Indoor Dining to Return on Valentine’s Day

Governor Andrew Cuomo announced on Friday that indoor dining will return to NYC at a 25% capacity on Valentine’s Day, February 14, as long as COVID-19 positivity rates continue on their downward trajectory. He also mentioned that if positivity rates continue to decline, the indoor dining capacity could continue to increase.

Restaurants will be required to follow all the same safety guidelines which were previously in place. The 10pm curfew which was put in place in November 2020 will also remain, with Cuomo expressing concerns over late night crowding. The restaurant industry had tried to get that curfew pushed to midnight.


Indoor dining was suspended on December 14, with no clear sign of when it would return at the time. While the news of its return will come as a sigh of relief to restaurant owners and their patrons, a number of restaurateurs are concerned that a 25% indoor dining capacity will not be enough to keep them in business. In a January 28 write-up by the NY Post, some of these restaurant owners shared their frustrations over the issue, especially given the fact that restaurants in other parts of the state have been given the green light to fill 50% of their indoor seats.
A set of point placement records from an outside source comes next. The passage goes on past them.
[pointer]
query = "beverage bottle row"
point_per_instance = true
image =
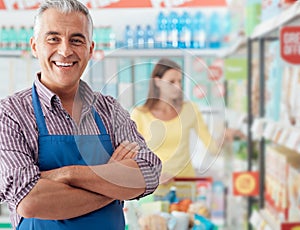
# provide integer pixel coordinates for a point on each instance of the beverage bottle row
(184, 30)
(12, 38)
(139, 37)
(104, 38)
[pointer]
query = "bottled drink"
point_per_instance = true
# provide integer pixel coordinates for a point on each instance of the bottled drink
(172, 195)
(128, 37)
(172, 30)
(149, 37)
(139, 37)
(161, 31)
(111, 38)
(214, 30)
(199, 33)
(5, 42)
(226, 26)
(12, 38)
(185, 30)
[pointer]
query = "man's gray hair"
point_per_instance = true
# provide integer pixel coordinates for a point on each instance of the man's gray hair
(63, 6)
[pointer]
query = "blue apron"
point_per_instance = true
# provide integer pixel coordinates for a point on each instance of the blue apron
(56, 151)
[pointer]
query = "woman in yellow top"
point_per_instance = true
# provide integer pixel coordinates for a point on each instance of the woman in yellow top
(165, 121)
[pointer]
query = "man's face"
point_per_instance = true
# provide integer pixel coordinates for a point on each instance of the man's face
(63, 48)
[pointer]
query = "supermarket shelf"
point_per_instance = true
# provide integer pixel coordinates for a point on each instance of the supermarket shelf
(163, 52)
(285, 135)
(14, 53)
(267, 28)
(238, 47)
(116, 53)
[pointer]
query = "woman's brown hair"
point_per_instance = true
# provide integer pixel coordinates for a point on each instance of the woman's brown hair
(161, 67)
The NYC Hospitality Alliance, a restaurant advocate group led by Andrew Rigie (who’s also Community Board 7’s First Vice Chair),  released the following statement:

“It’s good news that Governor Cuomo heard the voice of New York City’s struggling restaurant industry and is lifting the ban on indoor dining, similar to other major cities that reopened in recent weeks. However, restaurants are broken hearted that they need to wait two weeks until Valentine’s Day to open at only 25% occupancy in the city, while permitting 50% occupancy in dining rooms around the rest of the state where infections and hospitalization rates from COVID-19 are higher. Restaurants in the city are ready to safely open now. Unfortunately, once again the state’s standards are being applied inequitably in the five boroughs without a transparent and data-driven system for further reopening the city’s restaurant economy. These actions raise legal and moral concerns and extend unique economic challenges on the city’s battered restaurants and bars, which shed more than 140,000 jobs over the past year due to the pandemic and related restrictions.”